BCG’nin 2032’ye kadar dünya t icaret inin geleceğine dair senaryoları, Türkiye için birkaç önemli stratejik ders sunuyor. Öncelikle, Asya pazarlarının dünya ekonomisinde merkezi konuma gelmesi ve yükselişi göz önüne alındığında, Türkiye’nin Çin ve Hindistan gibi Asya ülkeleriyle ticari ilişkilerini stratejik bir bakışla güçlendirmesi ve Güneydoğu Asya ile ticaret ve yatırımlarını artırması kritik öneme sahip. Ayrıca, dış ekonomik ilişkilerde stratejik muhtariyet açısından mevcut Gümrük Birliği anlaşmasını Serbest Ticaret Anlaşması (STA) seviyesine çevrilerek girmeyeceğimiz bir Birliğe devrettiğimiz ticaret politikası egemenliği geri kazanılmalıdır. Bu gelişme Türkiye’nin Avrupa Birliği (AB) ile ticari ilişkilerini daha da derinleştirebilir ve ekonomik entegrasyon dahil daha ciddi ve somut ilişkiler geliştirilmesine destek olabilir.

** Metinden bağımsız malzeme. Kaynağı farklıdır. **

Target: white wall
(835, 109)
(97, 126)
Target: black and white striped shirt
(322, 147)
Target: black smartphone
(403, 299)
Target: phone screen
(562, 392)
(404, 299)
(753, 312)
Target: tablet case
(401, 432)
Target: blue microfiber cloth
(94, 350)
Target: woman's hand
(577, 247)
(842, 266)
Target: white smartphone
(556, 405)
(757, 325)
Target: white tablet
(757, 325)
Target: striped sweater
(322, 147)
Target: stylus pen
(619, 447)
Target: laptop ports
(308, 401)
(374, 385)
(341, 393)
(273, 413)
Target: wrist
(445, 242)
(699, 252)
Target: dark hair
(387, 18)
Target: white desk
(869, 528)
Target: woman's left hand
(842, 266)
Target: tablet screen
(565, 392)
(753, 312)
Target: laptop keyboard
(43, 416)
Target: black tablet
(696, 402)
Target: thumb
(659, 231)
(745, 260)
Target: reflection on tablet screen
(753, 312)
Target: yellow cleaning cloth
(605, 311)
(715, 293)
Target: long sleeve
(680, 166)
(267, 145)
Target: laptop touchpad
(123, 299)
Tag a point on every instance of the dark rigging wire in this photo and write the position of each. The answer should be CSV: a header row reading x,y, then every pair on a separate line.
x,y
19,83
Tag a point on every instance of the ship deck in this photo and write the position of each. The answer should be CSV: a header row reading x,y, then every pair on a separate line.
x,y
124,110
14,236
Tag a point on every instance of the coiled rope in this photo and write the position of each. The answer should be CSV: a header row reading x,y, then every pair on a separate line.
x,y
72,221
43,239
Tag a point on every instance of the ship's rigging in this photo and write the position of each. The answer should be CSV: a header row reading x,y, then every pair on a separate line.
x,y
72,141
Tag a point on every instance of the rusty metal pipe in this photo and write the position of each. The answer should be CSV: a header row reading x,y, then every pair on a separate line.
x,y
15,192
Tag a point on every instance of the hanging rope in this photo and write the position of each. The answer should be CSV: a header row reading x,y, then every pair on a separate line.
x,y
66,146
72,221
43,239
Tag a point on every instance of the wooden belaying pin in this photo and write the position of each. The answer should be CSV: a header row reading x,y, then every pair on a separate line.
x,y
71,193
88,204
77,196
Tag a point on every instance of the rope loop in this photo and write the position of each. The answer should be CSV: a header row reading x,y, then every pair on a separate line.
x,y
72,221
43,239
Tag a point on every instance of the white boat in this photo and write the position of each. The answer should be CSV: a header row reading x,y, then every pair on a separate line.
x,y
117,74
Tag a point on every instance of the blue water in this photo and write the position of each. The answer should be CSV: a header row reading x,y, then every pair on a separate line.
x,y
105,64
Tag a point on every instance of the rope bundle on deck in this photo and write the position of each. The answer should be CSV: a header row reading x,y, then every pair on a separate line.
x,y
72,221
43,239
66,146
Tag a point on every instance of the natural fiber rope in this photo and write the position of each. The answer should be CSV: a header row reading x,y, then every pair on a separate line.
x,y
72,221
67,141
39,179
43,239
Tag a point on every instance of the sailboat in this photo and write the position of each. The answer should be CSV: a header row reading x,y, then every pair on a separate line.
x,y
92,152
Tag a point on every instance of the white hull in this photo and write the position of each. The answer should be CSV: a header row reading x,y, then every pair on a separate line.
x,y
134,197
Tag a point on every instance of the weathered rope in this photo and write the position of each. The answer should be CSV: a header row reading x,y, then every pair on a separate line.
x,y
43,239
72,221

Başta RCEP olmak üzere, ASEAN, AcFTA, Avrasya Ekonomik Birliği ile daha derin Bölgesel ekonomik ilişkiler geliştirilerek AB ve USMCA ile olan ilişkiler dengelenmelidir. Bu kapsamda özellikle yatırım ve finansman alanında BRICS ülkeleriyle işbirliklerini güçlendirmek ve bölgesel tedarik zincirlerini desteklemek, Batı İttifakına aşırı bağımlılığı dengelemek önem arz ediyor. Teknoloji ve inovasyona yapılacak yatırımlar, özellikle yapay zeka, bilişim teknolojileri, çip endüstrisi ve kritik yazılım endüstrilerine yatırım yapmak, Türkiye’nin rekabet gücünü artırabilir. Son olarak, jeopolitik risklerin etkin bir şekilde yönetilmesi ve kriz yönetimi stratejilerinin bu risklere göre uyarlanması, Türkiye’nin küresel ticarette daha esnek ve dayanıklı bir konumda gelmesine yardımcı olabilir. Bu stratejiler, Türkiye’nin küresel ticaretin dinamiklerine uyum sağlamasına ve gelecekteki belirsizliklere karşı daha güçlü bir pozisyon elde etmesine yardımcı olabilir.
Tüm bunlar için Türkiye’nin çok kapsamlı ve yeni bir dış ekonomik ilişkiler stratejisine ve eylem planına ihtiyacı bulunuyor.